In the 12-month period ended April 30, 2018, the state-owned port’s public marine terminals handled 1,000,571 TEUs worth of containers, representing Baltimore’s first surpassing of the 1 million TEU milestone in any 12-month span.

In calendar 2017, the Port of Baltimore’s public and private auto terminals combined to see moves of a record 807,194 cars and light trucks, marking the seventh straight year of Maryland handling more such units than any other U.S. port, and such activity is up 5.2 percent through the first half of 2018, further cementing the port’s No. 1 U.S. ranking in such ro/ro action.

Roll-on/roll-off cargo volumes continue increasing at the Port of Baltimore, which for seven consecutive years has handled more cars and light trucks than any other U.S. port.
Roll-on/roll-off cargo volumes continue increasing at the Port of Baltimore, which for seven consecutive years has handled more cars and light trucks than any other U.S. port.

During the Great Recession, White said, people were “just Band-Aiding their cars, hoping to get through another month.” But, with the turnaround of the U.S. economy, as well as genesis of more technologically advanced and fuel-efficient vehicles, demand for automobile imports has taken off. Also, he noted, the rebound of European economies has led to significant gains in heavy equipment exports.
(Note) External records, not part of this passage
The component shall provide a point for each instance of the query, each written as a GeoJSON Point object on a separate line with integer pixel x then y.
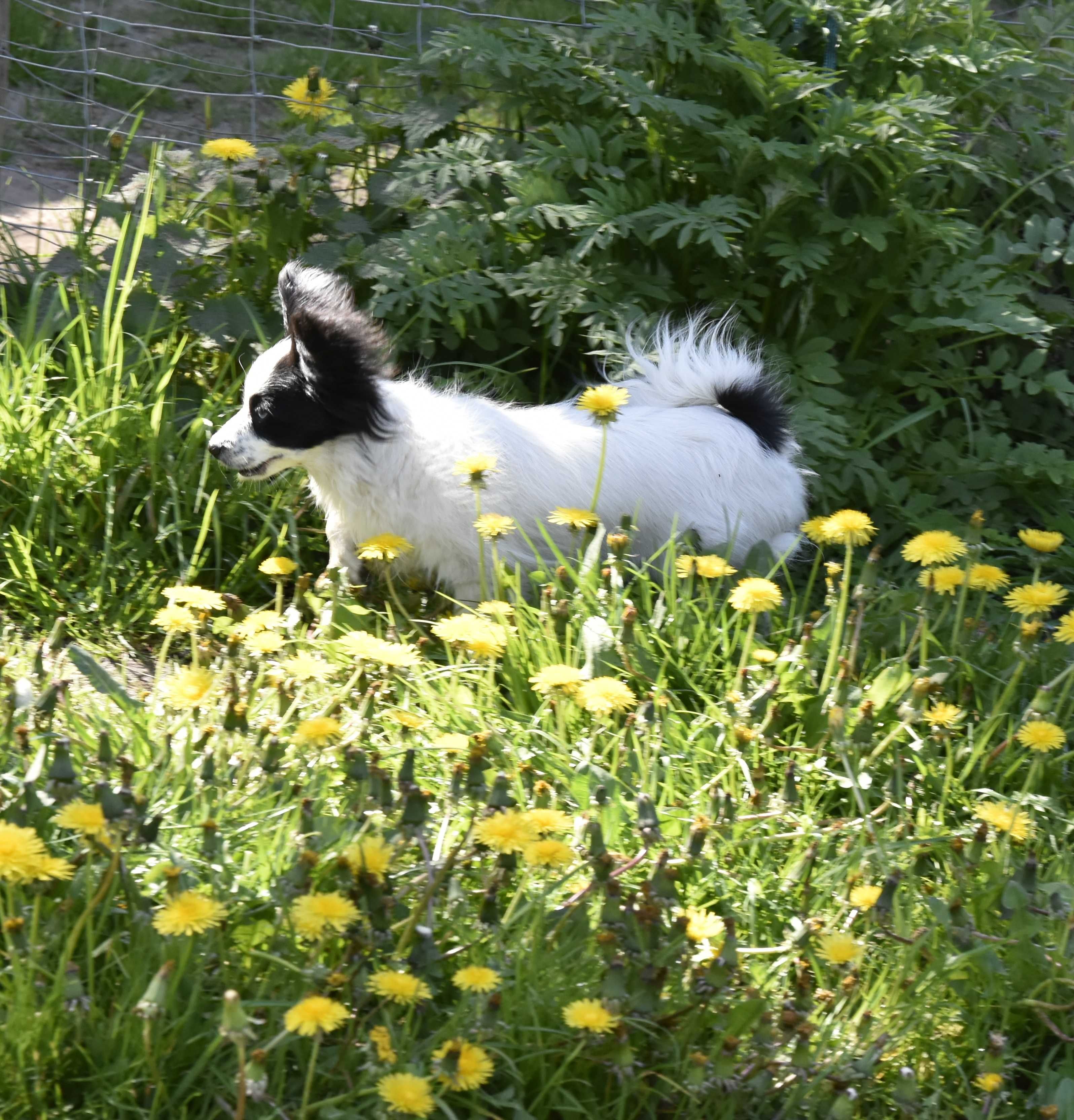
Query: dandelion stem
{"type": "Point", "coordinates": [304, 1113]}
{"type": "Point", "coordinates": [483, 578]}
{"type": "Point", "coordinates": [837, 639]}
{"type": "Point", "coordinates": [604, 453]}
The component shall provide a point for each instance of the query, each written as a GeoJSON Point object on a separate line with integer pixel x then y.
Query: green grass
{"type": "Point", "coordinates": [685, 800]}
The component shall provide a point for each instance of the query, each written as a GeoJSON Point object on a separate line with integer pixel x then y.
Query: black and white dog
{"type": "Point", "coordinates": [704, 444]}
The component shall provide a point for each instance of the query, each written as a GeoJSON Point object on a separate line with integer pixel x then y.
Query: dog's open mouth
{"type": "Point", "coordinates": [253, 472]}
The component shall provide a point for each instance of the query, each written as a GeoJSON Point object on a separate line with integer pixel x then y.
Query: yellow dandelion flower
{"type": "Point", "coordinates": [1066, 631]}
{"type": "Point", "coordinates": [815, 530]}
{"type": "Point", "coordinates": [559, 679]}
{"type": "Point", "coordinates": [494, 526]}
{"type": "Point", "coordinates": [399, 987]}
{"type": "Point", "coordinates": [605, 696]}
{"type": "Point", "coordinates": [311, 97]}
{"type": "Point", "coordinates": [188, 913]}
{"type": "Point", "coordinates": [1041, 735]}
{"type": "Point", "coordinates": [84, 817]}
{"type": "Point", "coordinates": [987, 577]}
{"type": "Point", "coordinates": [369, 856]}
{"type": "Point", "coordinates": [278, 567]}
{"type": "Point", "coordinates": [548, 820]}
{"type": "Point", "coordinates": [188, 688]}
{"type": "Point", "coordinates": [21, 851]}
{"type": "Point", "coordinates": [839, 948]}
{"type": "Point", "coordinates": [942, 581]}
{"type": "Point", "coordinates": [1005, 819]}
{"type": "Point", "coordinates": [1035, 598]}
{"type": "Point", "coordinates": [257, 623]}
{"type": "Point", "coordinates": [865, 898]}
{"type": "Point", "coordinates": [385, 547]}
{"type": "Point", "coordinates": [198, 598]}
{"type": "Point", "coordinates": [48, 867]}
{"type": "Point", "coordinates": [453, 743]}
{"type": "Point", "coordinates": [314, 1014]}
{"type": "Point", "coordinates": [703, 924]}
{"type": "Point", "coordinates": [548, 853]}
{"type": "Point", "coordinates": [407, 1093]}
{"type": "Point", "coordinates": [409, 720]}
{"type": "Point", "coordinates": [266, 642]}
{"type": "Point", "coordinates": [943, 715]}
{"type": "Point", "coordinates": [604, 401]}
{"type": "Point", "coordinates": [229, 149]}
{"type": "Point", "coordinates": [316, 732]}
{"type": "Point", "coordinates": [470, 1066]}
{"type": "Point", "coordinates": [505, 833]}
{"type": "Point", "coordinates": [488, 641]}
{"type": "Point", "coordinates": [364, 646]}
{"type": "Point", "coordinates": [590, 1015]}
{"type": "Point", "coordinates": [314, 914]}
{"type": "Point", "coordinates": [849, 527]}
{"type": "Point", "coordinates": [175, 620]}
{"type": "Point", "coordinates": [382, 1040]}
{"type": "Point", "coordinates": [304, 667]}
{"type": "Point", "coordinates": [574, 518]}
{"type": "Point", "coordinates": [476, 978]}
{"type": "Point", "coordinates": [934, 547]}
{"type": "Point", "coordinates": [475, 467]}
{"type": "Point", "coordinates": [497, 608]}
{"type": "Point", "coordinates": [713, 567]}
{"type": "Point", "coordinates": [1040, 540]}
{"type": "Point", "coordinates": [755, 595]}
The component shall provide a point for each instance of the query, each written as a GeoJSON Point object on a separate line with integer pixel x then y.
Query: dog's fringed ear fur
{"type": "Point", "coordinates": [342, 343]}
{"type": "Point", "coordinates": [345, 353]}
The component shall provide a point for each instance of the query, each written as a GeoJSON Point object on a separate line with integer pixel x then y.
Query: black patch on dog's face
{"type": "Point", "coordinates": [330, 385]}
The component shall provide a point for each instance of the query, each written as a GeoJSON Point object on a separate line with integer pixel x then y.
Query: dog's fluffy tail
{"type": "Point", "coordinates": [698, 364]}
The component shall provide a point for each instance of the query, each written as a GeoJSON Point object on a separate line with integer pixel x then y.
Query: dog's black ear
{"type": "Point", "coordinates": [342, 352]}
{"type": "Point", "coordinates": [340, 342]}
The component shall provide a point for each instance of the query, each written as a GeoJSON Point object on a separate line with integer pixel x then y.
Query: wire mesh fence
{"type": "Point", "coordinates": [75, 73]}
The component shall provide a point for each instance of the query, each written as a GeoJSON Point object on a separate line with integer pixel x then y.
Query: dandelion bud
{"type": "Point", "coordinates": [235, 1023]}
{"type": "Point", "coordinates": [501, 795]}
{"type": "Point", "coordinates": [459, 778]}
{"type": "Point", "coordinates": [152, 1004]}
{"type": "Point", "coordinates": [490, 911]}
{"type": "Point", "coordinates": [406, 779]}
{"type": "Point", "coordinates": [648, 823]}
{"type": "Point", "coordinates": [790, 788]}
{"type": "Point", "coordinates": [884, 904]}
{"type": "Point", "coordinates": [358, 768]}
{"type": "Point", "coordinates": [416, 809]}
{"type": "Point", "coordinates": [62, 771]}
{"type": "Point", "coordinates": [1027, 875]}
{"type": "Point", "coordinates": [111, 805]}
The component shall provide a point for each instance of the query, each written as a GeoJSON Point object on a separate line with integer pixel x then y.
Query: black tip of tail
{"type": "Point", "coordinates": [762, 408]}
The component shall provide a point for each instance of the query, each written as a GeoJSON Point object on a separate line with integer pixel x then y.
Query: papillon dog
{"type": "Point", "coordinates": [703, 444]}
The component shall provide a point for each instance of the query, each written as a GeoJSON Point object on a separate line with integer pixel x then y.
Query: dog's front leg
{"type": "Point", "coordinates": [342, 553]}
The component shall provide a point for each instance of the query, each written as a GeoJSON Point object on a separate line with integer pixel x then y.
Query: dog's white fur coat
{"type": "Point", "coordinates": [675, 461]}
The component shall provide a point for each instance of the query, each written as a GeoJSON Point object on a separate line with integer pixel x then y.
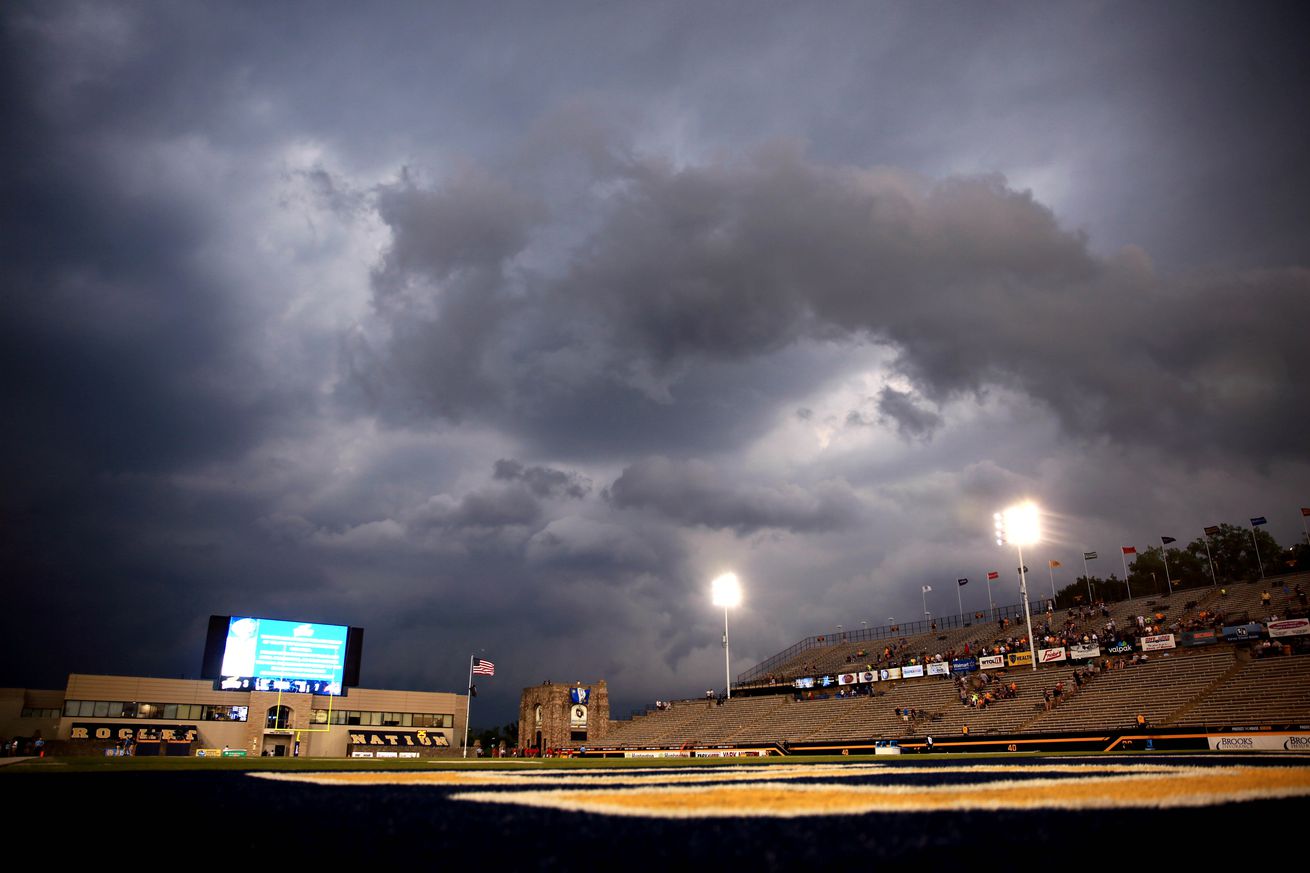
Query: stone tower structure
{"type": "Point", "coordinates": [554, 716]}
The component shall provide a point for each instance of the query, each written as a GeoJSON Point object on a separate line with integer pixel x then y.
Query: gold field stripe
{"type": "Point", "coordinates": [1190, 787]}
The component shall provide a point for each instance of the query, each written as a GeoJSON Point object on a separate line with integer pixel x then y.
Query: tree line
{"type": "Point", "coordinates": [1232, 551]}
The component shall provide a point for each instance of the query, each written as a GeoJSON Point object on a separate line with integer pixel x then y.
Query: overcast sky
{"type": "Point", "coordinates": [506, 327]}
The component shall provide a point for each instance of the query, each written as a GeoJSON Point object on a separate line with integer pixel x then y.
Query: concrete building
{"type": "Point", "coordinates": [187, 717]}
{"type": "Point", "coordinates": [556, 716]}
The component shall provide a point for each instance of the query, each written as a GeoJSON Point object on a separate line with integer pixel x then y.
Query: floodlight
{"type": "Point", "coordinates": [1019, 526]}
{"type": "Point", "coordinates": [726, 590]}
{"type": "Point", "coordinates": [1022, 523]}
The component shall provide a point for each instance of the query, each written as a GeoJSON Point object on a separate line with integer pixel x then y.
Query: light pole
{"type": "Point", "coordinates": [726, 591]}
{"type": "Point", "coordinates": [1019, 526]}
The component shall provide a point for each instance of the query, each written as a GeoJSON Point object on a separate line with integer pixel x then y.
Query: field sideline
{"type": "Point", "coordinates": [768, 813]}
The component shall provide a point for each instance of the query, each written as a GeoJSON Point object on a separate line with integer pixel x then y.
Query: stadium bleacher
{"type": "Point", "coordinates": [1216, 686]}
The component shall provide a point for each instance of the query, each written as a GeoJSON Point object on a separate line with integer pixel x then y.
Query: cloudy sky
{"type": "Point", "coordinates": [506, 327]}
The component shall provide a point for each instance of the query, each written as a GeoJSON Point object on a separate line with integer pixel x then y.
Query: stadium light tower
{"type": "Point", "coordinates": [726, 591]}
{"type": "Point", "coordinates": [1019, 526]}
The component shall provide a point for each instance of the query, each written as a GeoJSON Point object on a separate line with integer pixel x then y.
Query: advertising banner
{"type": "Point", "coordinates": [401, 738]}
{"type": "Point", "coordinates": [147, 734]}
{"type": "Point", "coordinates": [1242, 632]}
{"type": "Point", "coordinates": [1260, 742]}
{"type": "Point", "coordinates": [1289, 628]}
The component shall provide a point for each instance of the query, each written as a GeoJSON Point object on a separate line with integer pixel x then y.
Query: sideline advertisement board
{"type": "Point", "coordinates": [1289, 628]}
{"type": "Point", "coordinates": [1260, 742]}
{"type": "Point", "coordinates": [1243, 632]}
{"type": "Point", "coordinates": [1197, 639]}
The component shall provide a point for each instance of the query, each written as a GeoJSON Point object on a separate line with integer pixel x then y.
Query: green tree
{"type": "Point", "coordinates": [1234, 553]}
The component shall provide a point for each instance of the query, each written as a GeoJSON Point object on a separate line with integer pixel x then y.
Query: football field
{"type": "Point", "coordinates": [782, 814]}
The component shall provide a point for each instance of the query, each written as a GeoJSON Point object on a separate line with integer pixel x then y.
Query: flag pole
{"type": "Point", "coordinates": [468, 708]}
{"type": "Point", "coordinates": [1163, 555]}
{"type": "Point", "coordinates": [1123, 556]}
{"type": "Point", "coordinates": [1209, 559]}
{"type": "Point", "coordinates": [1258, 559]}
{"type": "Point", "coordinates": [1027, 611]}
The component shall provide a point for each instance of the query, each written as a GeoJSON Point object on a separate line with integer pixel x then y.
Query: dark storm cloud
{"type": "Point", "coordinates": [968, 281]}
{"type": "Point", "coordinates": [911, 418]}
{"type": "Point", "coordinates": [283, 285]}
{"type": "Point", "coordinates": [696, 493]}
{"type": "Point", "coordinates": [544, 481]}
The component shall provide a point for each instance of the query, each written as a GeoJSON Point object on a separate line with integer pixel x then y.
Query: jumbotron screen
{"type": "Point", "coordinates": [274, 654]}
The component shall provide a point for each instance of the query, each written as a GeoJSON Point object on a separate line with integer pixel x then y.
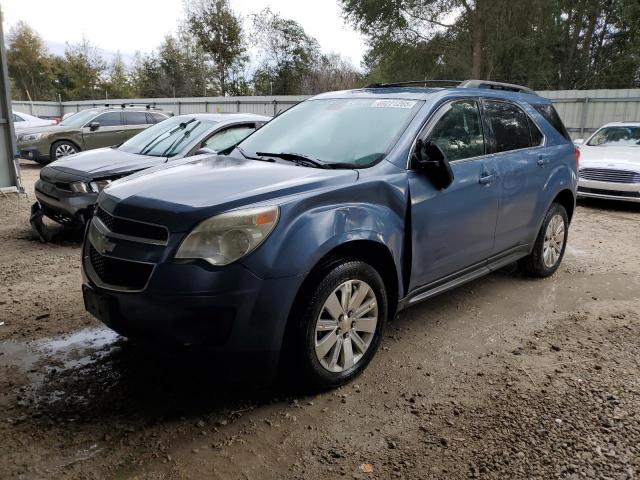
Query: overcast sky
{"type": "Point", "coordinates": [131, 25]}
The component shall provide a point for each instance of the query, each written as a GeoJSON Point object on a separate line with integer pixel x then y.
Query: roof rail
{"type": "Point", "coordinates": [148, 106]}
{"type": "Point", "coordinates": [413, 82]}
{"type": "Point", "coordinates": [510, 87]}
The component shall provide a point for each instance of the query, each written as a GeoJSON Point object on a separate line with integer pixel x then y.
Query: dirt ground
{"type": "Point", "coordinates": [505, 377]}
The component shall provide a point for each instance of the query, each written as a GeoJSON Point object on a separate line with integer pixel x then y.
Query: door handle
{"type": "Point", "coordinates": [486, 179]}
{"type": "Point", "coordinates": [542, 160]}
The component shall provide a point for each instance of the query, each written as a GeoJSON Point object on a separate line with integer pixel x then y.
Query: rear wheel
{"type": "Point", "coordinates": [61, 149]}
{"type": "Point", "coordinates": [344, 312]}
{"type": "Point", "coordinates": [550, 245]}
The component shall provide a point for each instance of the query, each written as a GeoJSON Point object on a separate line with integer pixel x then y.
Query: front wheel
{"type": "Point", "coordinates": [550, 244]}
{"type": "Point", "coordinates": [344, 312]}
{"type": "Point", "coordinates": [62, 149]}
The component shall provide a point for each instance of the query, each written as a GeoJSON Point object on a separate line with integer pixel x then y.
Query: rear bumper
{"type": "Point", "coordinates": [629, 192]}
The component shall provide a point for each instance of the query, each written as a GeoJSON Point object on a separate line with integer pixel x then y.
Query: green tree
{"type": "Point", "coordinates": [119, 84]}
{"type": "Point", "coordinates": [84, 71]}
{"type": "Point", "coordinates": [218, 32]}
{"type": "Point", "coordinates": [286, 54]}
{"type": "Point", "coordinates": [29, 63]}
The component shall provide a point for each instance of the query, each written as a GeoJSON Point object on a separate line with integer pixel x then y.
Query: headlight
{"type": "Point", "coordinates": [28, 137]}
{"type": "Point", "coordinates": [99, 185]}
{"type": "Point", "coordinates": [227, 237]}
{"type": "Point", "coordinates": [79, 187]}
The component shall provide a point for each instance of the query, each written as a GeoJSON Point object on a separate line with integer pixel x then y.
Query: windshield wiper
{"type": "Point", "coordinates": [151, 145]}
{"type": "Point", "coordinates": [296, 158]}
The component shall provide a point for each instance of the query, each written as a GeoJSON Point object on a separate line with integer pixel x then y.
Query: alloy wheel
{"type": "Point", "coordinates": [346, 325]}
{"type": "Point", "coordinates": [64, 150]}
{"type": "Point", "coordinates": [553, 241]}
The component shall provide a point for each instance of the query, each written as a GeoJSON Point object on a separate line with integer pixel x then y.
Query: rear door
{"type": "Point", "coordinates": [135, 122]}
{"type": "Point", "coordinates": [523, 167]}
{"type": "Point", "coordinates": [453, 228]}
{"type": "Point", "coordinates": [110, 131]}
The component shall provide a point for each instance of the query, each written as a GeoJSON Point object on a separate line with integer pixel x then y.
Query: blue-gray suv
{"type": "Point", "coordinates": [334, 216]}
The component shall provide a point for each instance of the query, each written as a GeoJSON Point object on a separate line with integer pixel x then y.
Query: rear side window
{"type": "Point", "coordinates": [510, 126]}
{"type": "Point", "coordinates": [109, 119]}
{"type": "Point", "coordinates": [550, 115]}
{"type": "Point", "coordinates": [135, 118]}
{"type": "Point", "coordinates": [458, 133]}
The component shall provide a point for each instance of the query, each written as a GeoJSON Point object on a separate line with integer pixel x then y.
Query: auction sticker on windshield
{"type": "Point", "coordinates": [387, 103]}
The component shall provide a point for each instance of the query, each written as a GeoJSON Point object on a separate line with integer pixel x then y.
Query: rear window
{"type": "Point", "coordinates": [551, 116]}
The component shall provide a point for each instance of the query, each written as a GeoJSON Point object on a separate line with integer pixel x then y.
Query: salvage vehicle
{"type": "Point", "coordinates": [340, 212]}
{"type": "Point", "coordinates": [68, 188]}
{"type": "Point", "coordinates": [86, 130]}
{"type": "Point", "coordinates": [610, 163]}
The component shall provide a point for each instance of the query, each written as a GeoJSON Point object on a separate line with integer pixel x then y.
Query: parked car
{"type": "Point", "coordinates": [68, 188]}
{"type": "Point", "coordinates": [24, 120]}
{"type": "Point", "coordinates": [610, 163]}
{"type": "Point", "coordinates": [86, 130]}
{"type": "Point", "coordinates": [340, 212]}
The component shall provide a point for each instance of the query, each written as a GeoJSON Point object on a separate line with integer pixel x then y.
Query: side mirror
{"type": "Point", "coordinates": [430, 159]}
{"type": "Point", "coordinates": [205, 151]}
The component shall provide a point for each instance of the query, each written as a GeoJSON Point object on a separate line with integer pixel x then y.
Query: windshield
{"type": "Point", "coordinates": [167, 138]}
{"type": "Point", "coordinates": [353, 132]}
{"type": "Point", "coordinates": [616, 137]}
{"type": "Point", "coordinates": [77, 120]}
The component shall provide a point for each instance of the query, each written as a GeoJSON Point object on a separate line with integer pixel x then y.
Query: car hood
{"type": "Point", "coordinates": [185, 192]}
{"type": "Point", "coordinates": [611, 157]}
{"type": "Point", "coordinates": [104, 163]}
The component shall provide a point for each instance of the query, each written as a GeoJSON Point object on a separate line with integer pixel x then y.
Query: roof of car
{"type": "Point", "coordinates": [226, 117]}
{"type": "Point", "coordinates": [622, 124]}
{"type": "Point", "coordinates": [422, 93]}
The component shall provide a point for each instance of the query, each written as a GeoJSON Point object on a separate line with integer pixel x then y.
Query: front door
{"type": "Point", "coordinates": [522, 172]}
{"type": "Point", "coordinates": [454, 228]}
{"type": "Point", "coordinates": [110, 131]}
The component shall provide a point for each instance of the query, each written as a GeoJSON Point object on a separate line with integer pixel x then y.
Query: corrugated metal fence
{"type": "Point", "coordinates": [582, 111]}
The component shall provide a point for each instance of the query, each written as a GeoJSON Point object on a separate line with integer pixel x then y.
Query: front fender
{"type": "Point", "coordinates": [305, 235]}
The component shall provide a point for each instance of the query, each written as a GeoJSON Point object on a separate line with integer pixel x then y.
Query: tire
{"type": "Point", "coordinates": [547, 254]}
{"type": "Point", "coordinates": [59, 148]}
{"type": "Point", "coordinates": [315, 324]}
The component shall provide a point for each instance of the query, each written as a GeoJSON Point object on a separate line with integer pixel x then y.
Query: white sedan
{"type": "Point", "coordinates": [610, 163]}
{"type": "Point", "coordinates": [23, 120]}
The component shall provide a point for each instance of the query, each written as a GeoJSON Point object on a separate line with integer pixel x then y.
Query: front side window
{"type": "Point", "coordinates": [458, 133]}
{"type": "Point", "coordinates": [168, 138]}
{"type": "Point", "coordinates": [351, 132]}
{"type": "Point", "coordinates": [135, 118]}
{"type": "Point", "coordinates": [220, 141]}
{"type": "Point", "coordinates": [510, 126]}
{"type": "Point", "coordinates": [622, 136]}
{"type": "Point", "coordinates": [109, 119]}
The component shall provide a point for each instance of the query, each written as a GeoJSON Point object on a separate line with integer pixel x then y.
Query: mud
{"type": "Point", "coordinates": [505, 377]}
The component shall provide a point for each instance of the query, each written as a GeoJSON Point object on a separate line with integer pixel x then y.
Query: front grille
{"type": "Point", "coordinates": [613, 193]}
{"type": "Point", "coordinates": [120, 273]}
{"type": "Point", "coordinates": [132, 228]}
{"type": "Point", "coordinates": [609, 175]}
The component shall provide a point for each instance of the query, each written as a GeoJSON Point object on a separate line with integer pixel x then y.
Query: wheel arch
{"type": "Point", "coordinates": [58, 140]}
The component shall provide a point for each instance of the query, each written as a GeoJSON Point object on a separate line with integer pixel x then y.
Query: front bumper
{"type": "Point", "coordinates": [193, 303]}
{"type": "Point", "coordinates": [64, 206]}
{"type": "Point", "coordinates": [629, 192]}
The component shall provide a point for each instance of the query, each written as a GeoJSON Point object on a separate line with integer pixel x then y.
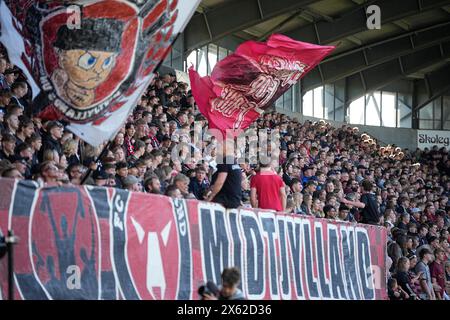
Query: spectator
{"type": "Point", "coordinates": [438, 274]}
{"type": "Point", "coordinates": [231, 277]}
{"type": "Point", "coordinates": [100, 178]}
{"type": "Point", "coordinates": [8, 147]}
{"type": "Point", "coordinates": [152, 185]}
{"type": "Point", "coordinates": [199, 184]}
{"type": "Point", "coordinates": [174, 192]}
{"type": "Point", "coordinates": [267, 189]}
{"type": "Point", "coordinates": [226, 183]}
{"type": "Point", "coordinates": [425, 258]}
{"type": "Point", "coordinates": [370, 213]}
{"type": "Point", "coordinates": [403, 278]}
{"type": "Point", "coordinates": [131, 183]}
{"type": "Point", "coordinates": [52, 139]}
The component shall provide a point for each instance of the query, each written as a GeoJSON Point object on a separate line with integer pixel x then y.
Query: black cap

The Port of Baltimore’s latest ro/ro service addition came in March, with Höegh Autoliners initiating monthly service from New Zealand and Australia.

Meanwhile, the port’s ro/ro-focused Fairfield Marine Terminal is in the process of growing by 7 acres with the fill-in of a wet basin under a contract with the Maryland Board of Public Works, with a boost from a federal grant.

But what White described as “the big homerun” on the land front was the 2017 purchase of 70 acres to facilitate expansion of operations at the Seagirt Marine Terminal. Furthermore, early this year, Ports America Chesapeake added six more rubber-tired gantries, augmenting the 16 RTGs previously in service at the Seagirt facility.

And land acquisition activity has not been limited to the Maryland Port Administration itself. Tradepoint Atlantic, which is developing a multimodal logistics center just southeast of Port of Baltimore container facilities, in May acquired the 150-acre Sparrows Point Shipyard property, increasing its total footprint to 3,250 acres, providing additional space for near-berth warehousing and marine operations. 

White remains optimistic concerning the immediate future, with tariffs recently initiated by the Trump administration not yet having an impact.

“The remainder of this year and through 2019 is going to look good for us,” White said. “You never know what’s going to happen with these tariffs, but we’re not feeling anything yet. It’s too early. If something’s going to start to change, I would expect to see it probably the end of third quarter or beginning of the fourth quarter this year, but, right now, we’re still moving strong in containers and automobiles.”